Cities full of towers were common all over southern France and central Italy, but Tuscany had more than any other state, and those of Pisa were the most famous of all. The habit of building and dwelling in towers rather than in houses may have arisen from the difficulty of expanding laterally within an enclosed city; but a stronger reason may be found in the dangers and uncertainty of life in a period when a man might be attacked at any moment by his fellow-citizen, as well as by the enemy of the state. It was a distinct military advantage to overlook one's neighbor, who might be an enemy; and towers rose higher and higher. The spirit of emulation entered, and rich nobles gloried in adding tower to tower and in looking down on all rivals.
But whatever the cause of their existence, they were picturesque, and must have presented a gallant sight on the eve of a high festival. The tall shafts were tinged with gold by the western sun, their battlements crowned with three fluttering banners—the eagle of the Emperor, the white cross of the Commune, and the device of the People—looking as tho a cloud of many-colored butterflies were hovering over the city.
Again, how dramatic the scene when the city was rent by one of the perpetually recurring faction-fights.
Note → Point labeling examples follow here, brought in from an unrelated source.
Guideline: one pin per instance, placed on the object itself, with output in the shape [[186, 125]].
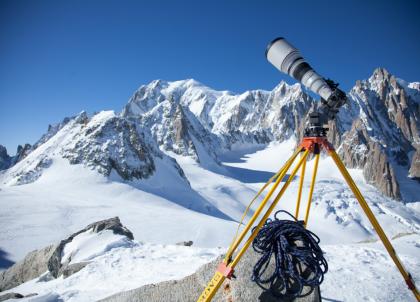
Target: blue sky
[[58, 58]]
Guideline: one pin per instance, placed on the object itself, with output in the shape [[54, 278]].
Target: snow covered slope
[[360, 269], [182, 161]]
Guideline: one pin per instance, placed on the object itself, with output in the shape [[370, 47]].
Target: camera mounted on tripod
[[288, 59]]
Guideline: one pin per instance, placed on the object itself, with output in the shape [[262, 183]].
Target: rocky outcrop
[[8, 296], [378, 129], [112, 144], [22, 152], [32, 266], [189, 288], [56, 268], [49, 258], [5, 159], [415, 165]]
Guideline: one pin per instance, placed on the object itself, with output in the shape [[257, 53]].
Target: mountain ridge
[[376, 131]]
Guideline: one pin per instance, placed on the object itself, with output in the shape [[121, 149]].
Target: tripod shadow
[[4, 261]]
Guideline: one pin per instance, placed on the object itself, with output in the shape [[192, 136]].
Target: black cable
[[299, 260]]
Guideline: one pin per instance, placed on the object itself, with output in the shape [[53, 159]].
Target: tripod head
[[287, 59]]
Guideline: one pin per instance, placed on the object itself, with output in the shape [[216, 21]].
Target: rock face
[[105, 143], [190, 287], [8, 296], [55, 266], [5, 159], [49, 259], [32, 266], [379, 128], [377, 131]]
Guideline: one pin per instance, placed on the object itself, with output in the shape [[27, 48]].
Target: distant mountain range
[[378, 130]]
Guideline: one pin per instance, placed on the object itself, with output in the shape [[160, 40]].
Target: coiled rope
[[299, 261]]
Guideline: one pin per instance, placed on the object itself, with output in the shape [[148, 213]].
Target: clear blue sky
[[60, 57]]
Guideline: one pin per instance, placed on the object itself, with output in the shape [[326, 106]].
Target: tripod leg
[[311, 190], [269, 210], [258, 211], [219, 276], [407, 277], [302, 176], [278, 176]]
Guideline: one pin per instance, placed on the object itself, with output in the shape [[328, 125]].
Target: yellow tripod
[[308, 145]]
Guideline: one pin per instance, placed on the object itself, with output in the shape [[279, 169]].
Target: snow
[[88, 245], [199, 194], [71, 196], [118, 269]]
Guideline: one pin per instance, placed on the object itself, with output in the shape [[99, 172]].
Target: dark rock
[[190, 287], [185, 243], [32, 266], [54, 263], [11, 296], [71, 269], [22, 152], [5, 159], [415, 165], [49, 259]]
Light bridges with grappling-irons were thrown from tower to tower, doors and windows were barricaded, balconies and battlements lined with men in shining mail, bearing the fantastic device of their leader on helm and shield. Mangonels, or catapults, huge engines stationed on the roofs of the towers, sent masses of stone hurtling through the air, whistling arbelast bolts and clothyard shafts flew in thick showers, boiling oil or lead rained down on the heads of those who ventured down to attack the doors, and arrows, with Greek fire attached, were shot with nice aim into the wooden balconies and bridges. Vile insults were hurled where missiles failed to strike. The shouts and shrieks of the combatants were mingled with the crash of a falling tower or with the hissing of a fire-arrow. Where those struck, a red glow arose and a thick cloud of smoke enveloped the defenders.
Altho it is evident that towers were very numerous in Pisa, it is difficult to arrive at their precise number. The chroniclers differ greatly in their estimates. Benjamin da Tudela, for instance, says that there were 10,000 in the twelfth century; while Marangone puts the number at 15,000 and Tronci at 16,000. These are round numbers such as the medieval mind loved, but we have abundant evidence that they are not much exaggerated. An intarsia panel in the Duomo, shows how closely the towers were packed together, while the mass of legislation relating to them was directed against abuses that could only have arisen if their number was very large.